Ей нравилось подтрунивать над своими чувствами. Если кто ее хвалил, как я это сделал накануне, она могла вздернуть верхнюю губку и сказать:
— Э, брось, какая я певица, я просто певичка.
— Нет, ты настоящая певица.
— Чепуха, певица поет серьезные вещи, арии и все такое. А я просто так, мурлыкаю, что придется.
— Ты очень хорошо поешь, Ева.
— О боже, боже!.. Нет, ты это брось.
Бывал в ней и какой-то наигрыш, но это только подчеркивало ее иронию и бесстрашие. Ее нельзя было обмануть. Фальш раздражала ее. Тогда она с насмешливым видом возводила очи к небу и вздыхала: «О боже, боже». Особенно выводил ее из себя своей манерой говорить Пауль.
Когда в тот же вечер мы собрались перед началом концерта в артистической, Ева отозвала меня в сторону и сказала:
— У меня неудача. Я не смогла отдать портфель.
— Ах черт! Почему?
— Фрау Хеншке нет дома. Она лежит в больнице. У нее воспаление легких.
— И никто не может нам помочь?
— Никто.
— А если отдать портфель просто в контору больницы?
— Они подумают что это штучки полиции, провокация.
— Но карточки надо раздать, ведь люди пропадают.
— Есть одна возможность, — сказала Ева.
— Какая?
— Профессор.
Какой профессор?
— Один еврей, ученый, ему мы могли бы отдать портфель.
— Ты знаешь, где он живет?
— Да. Он со звездой. Каждое утро он ходит о Вальдштрассе в Государственную библиотеку. Когда он выйдет из библиотеки, мы пойдем за ним до его подъезда и там отдадим ему портфель.
Наутро мы стояли в большом вестибюле Государственной библиотеки. Мимо нас сновали студенты, солдаты, ученые, они оставляли в гардеробе пальто и портфели, подымались по широкой лестнице и, пройдя контроль, расходились по читальным залам. В этот час тут было очень оживленно. Наконец мы увидели его — старого, усталого еврея, проделавшего двухчасовой путь пешком. Он носил желтую звезду, однако ему, семидесятипятилетнему известному ученому, была оказана особая милость: он мог пользоваться книгами из Государственной библиотеки. Он взял три книги, которые выписал накануне, в изнеможении опустился на один из стоявших тут кожаных диванчиков и начал читать. Но это продолжалось недолго: к нему подошел дежурный, работающий на выдаче, и предупредил, пожалуй, даже довольно миролюбиво:
— Послушайте, так не годится. Вы же знаете, что вам не разрешается сидеть в Государственной библиотеке. — И, пожав плечами, он повернулся к своему коллеге, сидевшему за столом: — Им только разреши, они уж и рады. Сами будут виноваты, если в один прекрасный день с ними заговорят другим языком. Нечему тут и удивляться.
Его сослуживец сложил в стопку книги на столе и проворчал:
— Не распинайся, Эгон. Твое повышение — дело решенное.

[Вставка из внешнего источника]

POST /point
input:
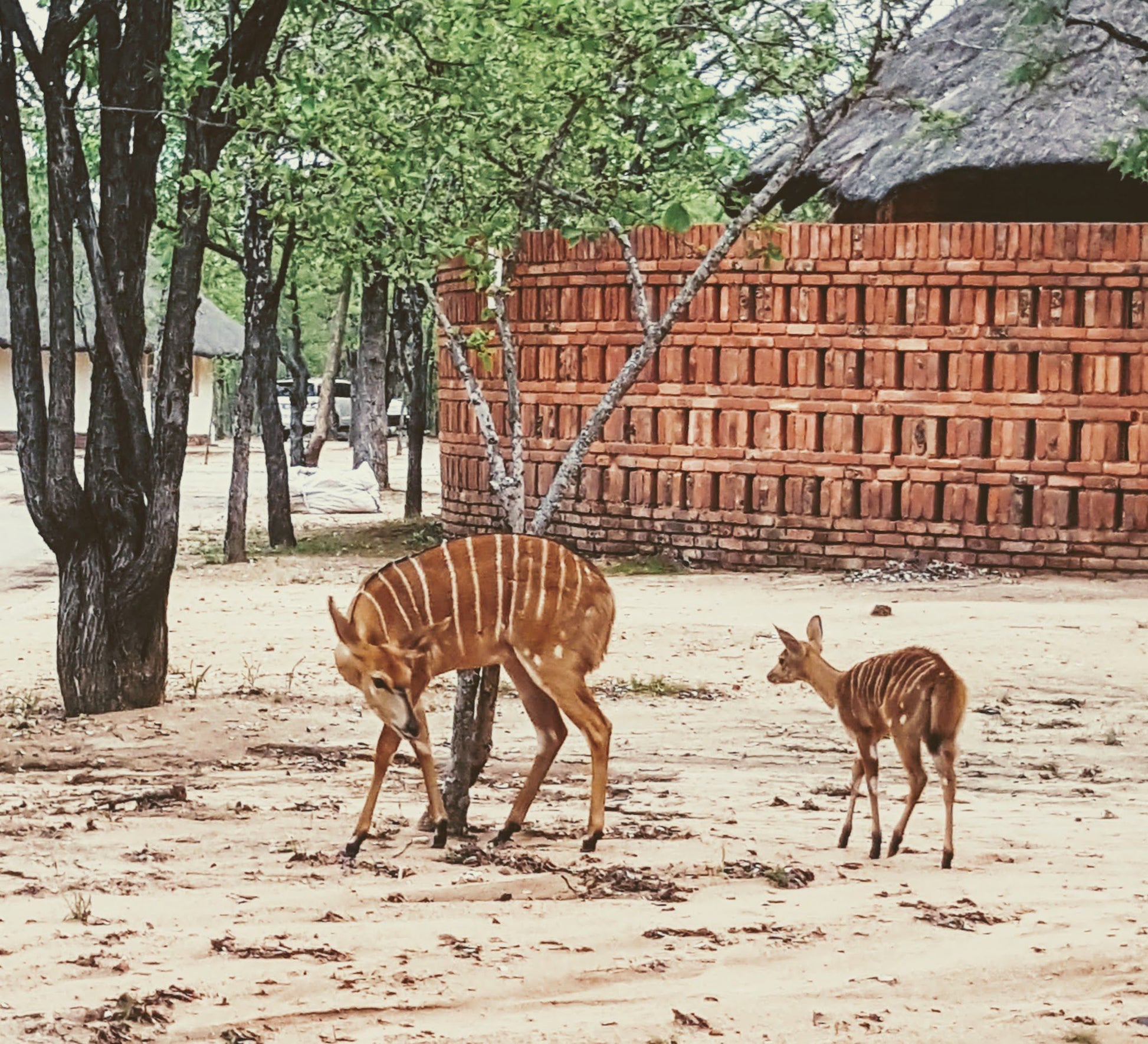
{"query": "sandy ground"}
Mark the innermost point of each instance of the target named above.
(235, 898)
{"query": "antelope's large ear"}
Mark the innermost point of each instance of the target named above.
(429, 638)
(791, 643)
(343, 628)
(814, 632)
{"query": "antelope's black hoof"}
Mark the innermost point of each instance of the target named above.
(591, 842)
(507, 833)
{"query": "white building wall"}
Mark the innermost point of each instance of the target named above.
(199, 416)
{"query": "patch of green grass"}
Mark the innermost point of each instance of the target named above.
(644, 564)
(23, 705)
(392, 540)
(80, 907)
(656, 685)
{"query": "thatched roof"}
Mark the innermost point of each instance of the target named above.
(217, 335)
(945, 104)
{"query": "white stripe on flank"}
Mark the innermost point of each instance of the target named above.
(542, 580)
(394, 598)
(513, 590)
(562, 579)
(474, 583)
(454, 593)
(500, 582)
(410, 590)
(382, 620)
(426, 591)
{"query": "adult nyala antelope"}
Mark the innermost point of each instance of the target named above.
(913, 695)
(524, 603)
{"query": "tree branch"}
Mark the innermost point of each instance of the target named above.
(763, 202)
(500, 482)
(635, 278)
(1115, 32)
(517, 518)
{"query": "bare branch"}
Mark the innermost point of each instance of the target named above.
(763, 202)
(635, 278)
(500, 482)
(1115, 32)
(517, 518)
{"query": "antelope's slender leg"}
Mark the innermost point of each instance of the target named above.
(868, 748)
(425, 755)
(854, 790)
(552, 732)
(383, 751)
(910, 748)
(945, 760)
(585, 713)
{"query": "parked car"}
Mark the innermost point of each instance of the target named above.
(342, 406)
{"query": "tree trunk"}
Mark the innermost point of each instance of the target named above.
(297, 366)
(107, 658)
(324, 415)
(474, 716)
(234, 542)
(267, 291)
(414, 357)
(369, 382)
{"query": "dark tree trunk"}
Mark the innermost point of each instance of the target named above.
(267, 291)
(412, 354)
(369, 379)
(297, 366)
(474, 718)
(115, 536)
(107, 658)
(325, 413)
(257, 385)
(234, 542)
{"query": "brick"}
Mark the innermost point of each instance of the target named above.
(889, 390)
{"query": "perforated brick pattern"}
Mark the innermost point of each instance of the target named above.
(970, 392)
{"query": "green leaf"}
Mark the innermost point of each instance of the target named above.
(677, 218)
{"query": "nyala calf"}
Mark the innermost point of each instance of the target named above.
(912, 695)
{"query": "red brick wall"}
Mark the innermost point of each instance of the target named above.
(968, 392)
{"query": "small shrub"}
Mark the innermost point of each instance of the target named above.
(80, 907)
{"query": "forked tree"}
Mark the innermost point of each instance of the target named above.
(553, 188)
(115, 533)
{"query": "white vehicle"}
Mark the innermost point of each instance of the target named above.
(342, 406)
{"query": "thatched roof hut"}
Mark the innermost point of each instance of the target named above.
(951, 132)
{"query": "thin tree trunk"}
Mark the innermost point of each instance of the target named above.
(369, 383)
(474, 715)
(414, 357)
(116, 536)
(268, 291)
(297, 366)
(470, 743)
(324, 415)
(234, 542)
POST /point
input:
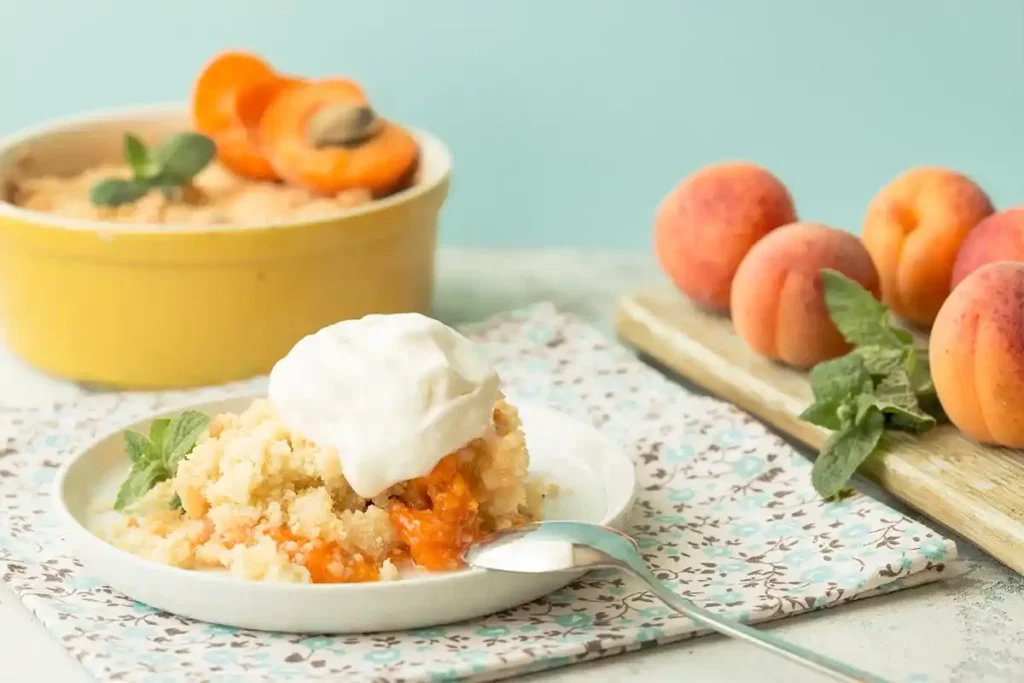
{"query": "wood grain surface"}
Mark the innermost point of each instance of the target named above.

Профессор поднял глаза от книги и сдвинул очки на лоб. У него были голубовато-серые, словно замороженные глаза. Он взял свои три книги и медленно встал. Видно было, что он очень утомлен. Он оглядел помещение. У него был выбор между подоконником и конторкой. Он предпочел подоконник, аккуратно положил на него книги, достал бумагу и карандаш и начал работать стоя. Брать нужные книги на дом ему не разрешалось. Итак, у подоконника работал крупный ученый, загнанный, с клеймом на груди, работал стоя. Ему не разрешалось сесть. Наверху, в главный каталог, прежде было внесено одиннадцать книг этого ученого, все они были изъяты новыми властителями. В свое время он был издателем серьезных научных журналов, ординарным профессором и председателем научных обществ. А теперь он уже полчаса стоял у окна в шумном зале выдачи книг и делал выписки; потом он заполнил требование на завтра, отдал просмотренные три книги и усталым шагом направился к выходу. Ева подошла к нему еще в вестибюле. Он сразу узнал ее, протянул ей руку, и на его худом лице мелькнула радость. После того как Ева сказала ему несколько слов обо мне, он поздоровался и со мной.
— Можно вас проводить, господин профессор? — спросила Ева, когда мы вместе вышли из библиотеки.
— Как? До дому? Ну что вы. Вы очень устанете, — возразил он.
— Если не устаете вы, не устану и я, — засмеялась она.
Слова ее звучали весело, точно она вызывала его на спортивное соревнование. Но путь их превратился в ряд нелепых унижений, порожденных изобретательной фантазией сограждан. Ева и старый седой профессор два часа добирались через весь город до Вальдштрассе. Я с тяготившим меня портфелем следовал за ними на расстоянии пятидесяти метров.